"The Black Seigneur!" My lord started; frowned. "Nonsense! What an absurd fancy! He would not have dared!"
"True," said the girl quickly. "You are right, my Lord. It is absurd. He would not have dared."
CHAPTER VII
A DISTANT MENACE
But guests come and guests go; pastimes draw to a close, and the hour arrives when the curtain falls on the masque. The friends of my lady, however reluctantly, were obliged at last to forgo further holiday-making, depart from the Mount, and return to the court. An imposing cavalcade, gleaming in crimson and gold, they wended down the dark rock; laughing ladies, pranked-out cavaliers who waved their perfumed hands with farewell kisses to the grim stronghold in the desert, late their palace of pleasure, and to the young mistress thereof.

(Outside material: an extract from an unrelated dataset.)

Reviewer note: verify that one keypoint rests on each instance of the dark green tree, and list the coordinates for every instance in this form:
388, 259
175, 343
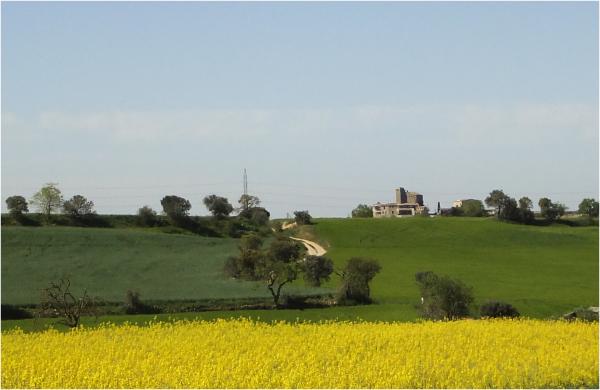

"Good-by, Elise!" The Marquis was last to go.
"Good-by."
He took her hand; held it to his lips. On the whole, he was not ill-pleased. His wooing had apparently prospered; for, although the marriage had been long arranged, my lady's beauty and capriciousness had fanned in him the desire to appear a successful suitor for her heart as well as her hand. If sometimes she laughed and thus failed to receive his delicate gallantries in the mood in which they were tendered, the Marquis' vanity only allowed him to conclude that a woman does not laugh if she is displeased. It was enough that she found him diverting; he served her; they were friends and had danced and ridden through the spring days in amicable fashion.
"Good-by," he repeated. "When are you coming to court again? The Queen is sure to ask. I understand her Majesty is planning all manner of brilliant entertainments, yet Versailles—without you, Elise!"